Tennessee Takes PE Plunge With Three Pledges

A little more than a year after receiving state approval to add private equity to its portfolio mix, the Tennessee Consolidated Retirement System has approved its first commitments to the asset class, pledging a total of $150 million to three private equity firms, Lamar Villere, director of private equity, told Buyouts.

The $26 billion pension fund committed up to $75 million to mega-fund Hellman & Friedman Capital Partners VII LP, which is targeting $7 billion with a hard cap of $10 billion; up to $50 million to TA XI LP, which recently closed with $4 billion; and up to $25 million to Khosla Ventures III LP, which is seeking $750 million for multi-stage venture investments in the information technology and cleantech industries.

The state’s allocation target to private equity is 3 percent, although technically up to 5 percent can be invested in the asset class. Tennessee Consolidated will likely achieve its goal in five years.

The investment policy established last June allows the pension fund to commit to domestic and international venture capital, corporate buyouts, mezzanine, distressed debt, special situations and secondary funds. It can invest in limited partnerships, private placements, co-investments, funds of funds and other commingled funds.

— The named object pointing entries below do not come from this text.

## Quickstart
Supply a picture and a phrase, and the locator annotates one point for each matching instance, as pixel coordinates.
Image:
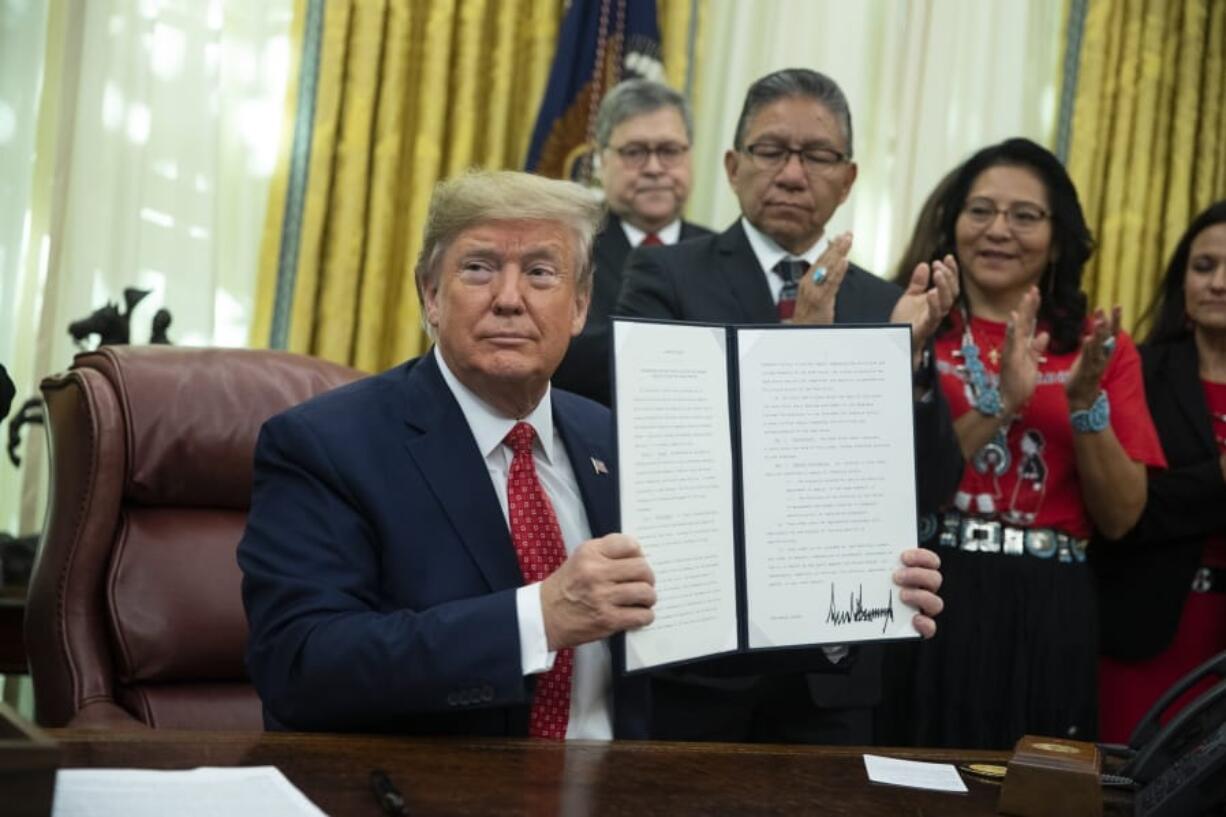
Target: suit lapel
(1182, 375)
(612, 248)
(444, 450)
(592, 463)
(742, 275)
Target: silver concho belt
(992, 536)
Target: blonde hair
(482, 196)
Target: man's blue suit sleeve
(337, 643)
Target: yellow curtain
(408, 92)
(1149, 136)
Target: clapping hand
(1023, 352)
(1085, 377)
(926, 302)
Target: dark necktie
(540, 551)
(791, 272)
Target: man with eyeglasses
(643, 130)
(791, 167)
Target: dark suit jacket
(717, 279)
(378, 569)
(1145, 578)
(586, 367)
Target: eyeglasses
(635, 155)
(1020, 217)
(771, 157)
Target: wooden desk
(509, 777)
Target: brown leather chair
(134, 612)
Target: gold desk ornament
(1051, 777)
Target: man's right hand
(814, 301)
(603, 588)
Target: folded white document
(913, 774)
(142, 793)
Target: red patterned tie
(540, 550)
(791, 272)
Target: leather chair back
(135, 613)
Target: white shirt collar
(769, 252)
(488, 426)
(670, 234)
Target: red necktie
(791, 272)
(541, 551)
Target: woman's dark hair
(1167, 310)
(1063, 303)
(926, 238)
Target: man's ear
(430, 296)
(852, 172)
(582, 301)
(731, 162)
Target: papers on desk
(206, 791)
(913, 774)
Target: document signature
(856, 610)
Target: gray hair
(795, 82)
(634, 98)
(482, 196)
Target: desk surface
(509, 777)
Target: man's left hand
(920, 579)
(926, 302)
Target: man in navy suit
(791, 167)
(380, 579)
(644, 130)
(390, 552)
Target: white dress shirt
(769, 254)
(670, 234)
(590, 694)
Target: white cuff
(535, 655)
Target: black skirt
(1015, 654)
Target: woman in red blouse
(1051, 416)
(1162, 589)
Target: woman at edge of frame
(1051, 416)
(1162, 588)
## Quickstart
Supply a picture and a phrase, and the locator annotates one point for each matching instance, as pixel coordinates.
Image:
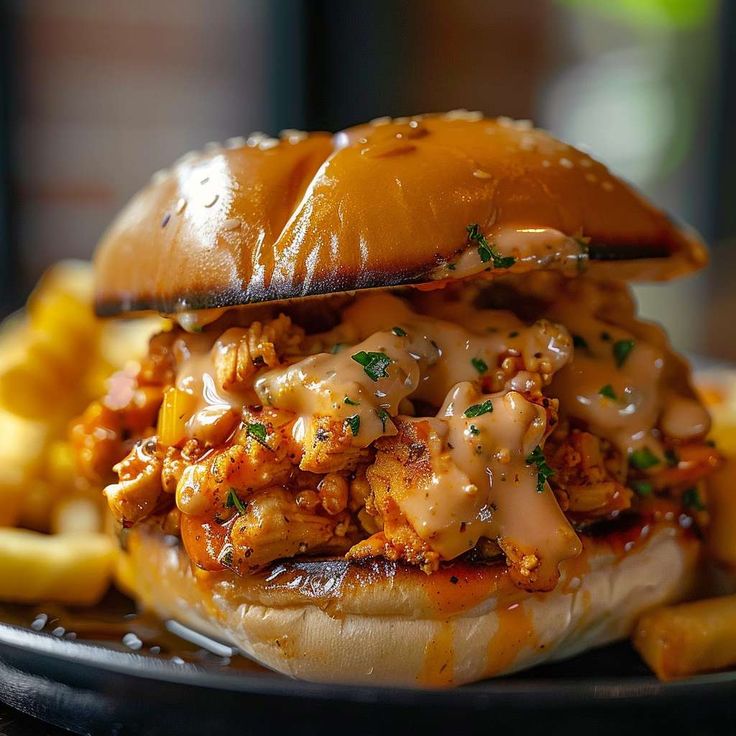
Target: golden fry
(679, 641)
(66, 569)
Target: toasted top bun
(381, 204)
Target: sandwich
(405, 426)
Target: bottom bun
(384, 623)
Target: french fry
(679, 641)
(66, 569)
(76, 515)
(721, 532)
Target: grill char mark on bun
(378, 205)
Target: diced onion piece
(177, 407)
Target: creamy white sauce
(450, 354)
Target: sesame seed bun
(382, 204)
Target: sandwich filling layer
(495, 422)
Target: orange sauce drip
(439, 658)
(515, 631)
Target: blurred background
(95, 95)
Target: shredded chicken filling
(497, 421)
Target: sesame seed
(255, 138)
(236, 142)
(292, 135)
(463, 114)
(131, 641)
(159, 176)
(186, 158)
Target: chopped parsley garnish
(477, 409)
(673, 459)
(544, 472)
(643, 458)
(479, 364)
(384, 416)
(621, 350)
(258, 432)
(486, 251)
(374, 364)
(234, 502)
(354, 424)
(642, 487)
(608, 392)
(691, 500)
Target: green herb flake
(643, 458)
(486, 250)
(621, 350)
(673, 459)
(642, 487)
(258, 432)
(479, 364)
(354, 423)
(691, 500)
(374, 364)
(477, 410)
(544, 472)
(233, 501)
(608, 392)
(384, 416)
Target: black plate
(96, 686)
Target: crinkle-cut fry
(683, 640)
(65, 569)
(21, 458)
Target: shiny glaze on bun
(382, 204)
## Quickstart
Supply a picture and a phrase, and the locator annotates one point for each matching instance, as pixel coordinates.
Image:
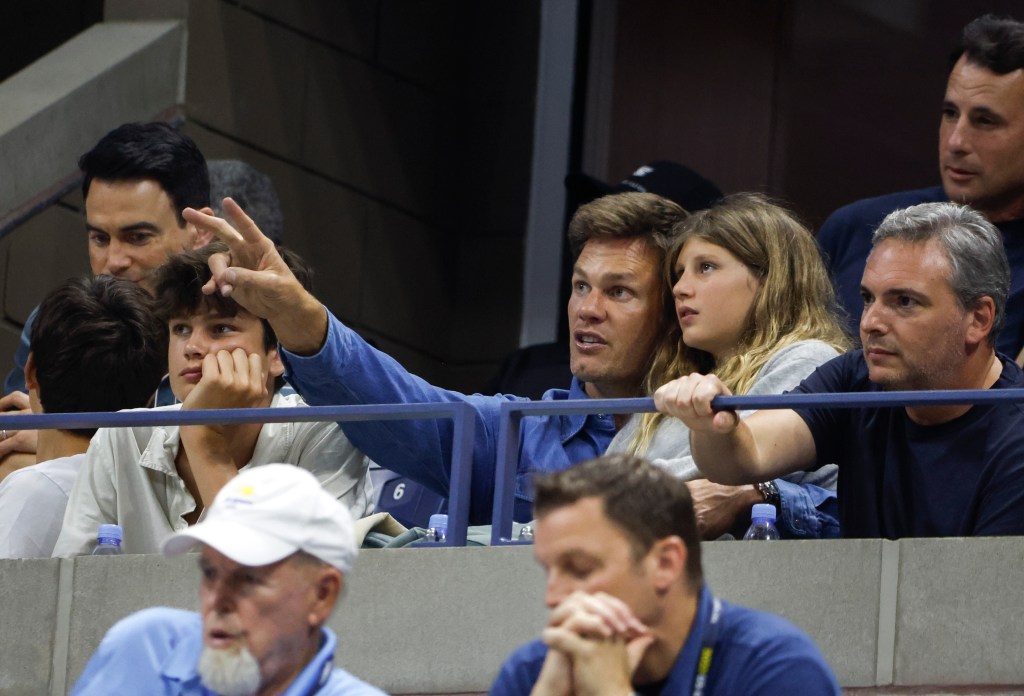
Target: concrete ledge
(441, 620)
(960, 618)
(58, 106)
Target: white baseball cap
(267, 513)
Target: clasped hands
(594, 644)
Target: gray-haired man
(935, 291)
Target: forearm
(348, 372)
(766, 445)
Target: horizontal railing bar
(159, 417)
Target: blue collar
(182, 664)
(681, 678)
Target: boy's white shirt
(129, 478)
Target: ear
(274, 363)
(668, 562)
(201, 237)
(980, 319)
(30, 373)
(326, 590)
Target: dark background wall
(399, 132)
(816, 102)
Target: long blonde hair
(796, 301)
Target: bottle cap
(763, 511)
(110, 531)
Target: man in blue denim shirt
(619, 307)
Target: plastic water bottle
(108, 540)
(436, 528)
(762, 523)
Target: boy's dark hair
(646, 503)
(178, 288)
(97, 345)
(151, 150)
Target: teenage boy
(97, 345)
(157, 480)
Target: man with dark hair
(98, 347)
(981, 163)
(630, 612)
(138, 178)
(619, 307)
(934, 291)
(275, 554)
(157, 480)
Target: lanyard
(710, 638)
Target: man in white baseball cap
(274, 552)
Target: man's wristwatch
(770, 492)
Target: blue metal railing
(511, 415)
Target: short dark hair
(994, 43)
(178, 287)
(648, 504)
(626, 216)
(97, 345)
(151, 150)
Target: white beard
(229, 672)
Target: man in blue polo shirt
(934, 292)
(275, 551)
(630, 611)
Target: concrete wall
(895, 615)
(53, 111)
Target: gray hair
(978, 265)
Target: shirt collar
(572, 424)
(681, 678)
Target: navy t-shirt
(755, 654)
(846, 241)
(898, 478)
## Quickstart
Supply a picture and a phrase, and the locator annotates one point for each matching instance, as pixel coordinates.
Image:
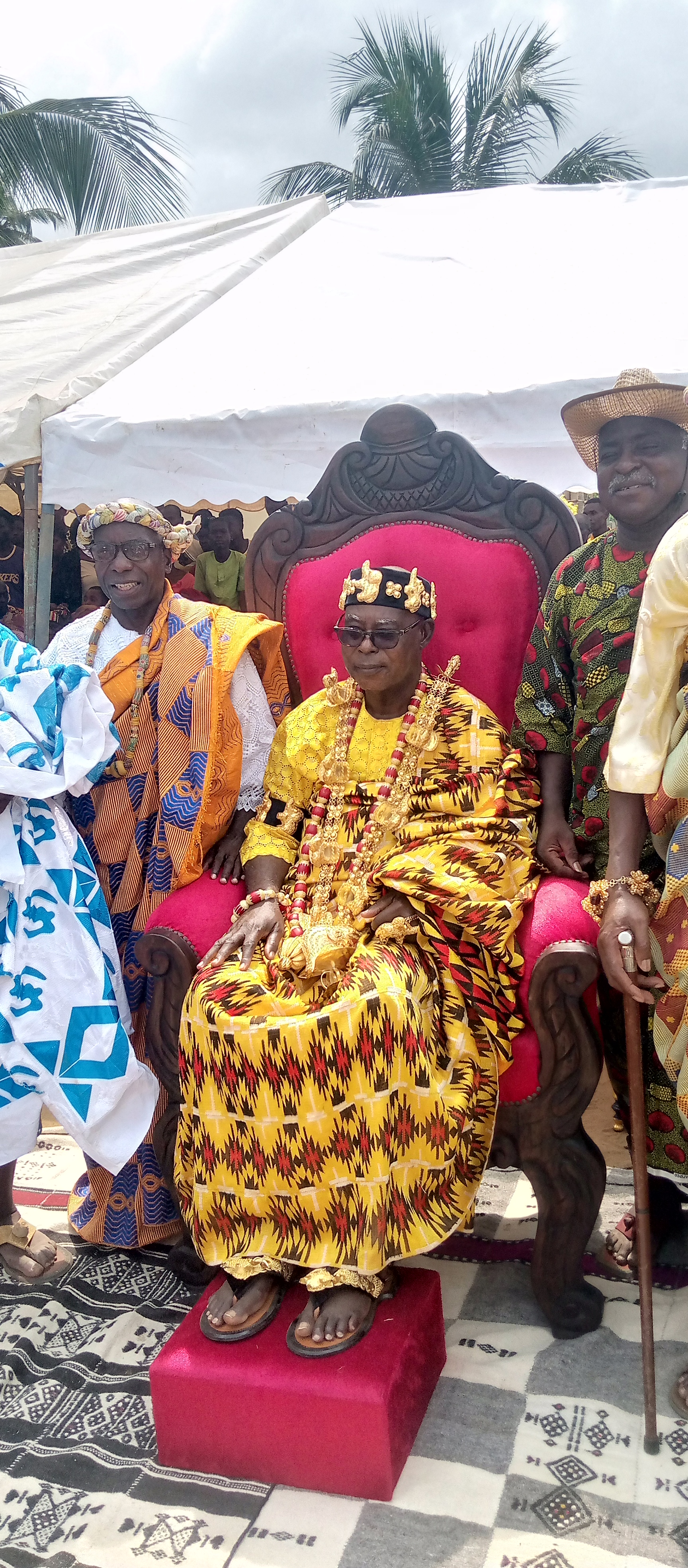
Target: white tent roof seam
(76, 313)
(488, 310)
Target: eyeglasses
(134, 549)
(381, 637)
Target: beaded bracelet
(639, 885)
(261, 896)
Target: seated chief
(342, 1045)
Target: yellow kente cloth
(352, 1128)
(149, 832)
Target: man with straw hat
(635, 437)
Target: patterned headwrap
(174, 535)
(393, 587)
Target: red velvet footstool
(256, 1412)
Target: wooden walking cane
(639, 1150)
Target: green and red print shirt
(576, 670)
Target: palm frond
(596, 161)
(399, 84)
(101, 162)
(16, 221)
(10, 95)
(513, 90)
(309, 179)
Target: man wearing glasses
(341, 1047)
(195, 725)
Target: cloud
(246, 84)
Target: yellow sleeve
(298, 749)
(640, 741)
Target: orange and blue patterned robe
(148, 835)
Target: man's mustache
(635, 477)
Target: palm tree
(419, 132)
(96, 164)
(16, 221)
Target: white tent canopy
(488, 310)
(74, 313)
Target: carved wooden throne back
(408, 494)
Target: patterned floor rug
(530, 1454)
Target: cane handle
(627, 953)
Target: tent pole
(45, 576)
(30, 549)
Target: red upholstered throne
(413, 496)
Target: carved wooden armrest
(172, 960)
(544, 1137)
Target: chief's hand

Buyout funds, most of which will invest in U.S. companies, will account for 50 percent to 75 percent of the program, although those that target Western Europe, Canada and Japan will also be considered; mezzanine and distressed funds will take up 15 percent to 20 percent of the private equity portfolio; and venture capital funds will nab 10 percent to 15 percent. A few pledges will also go to secondary funds.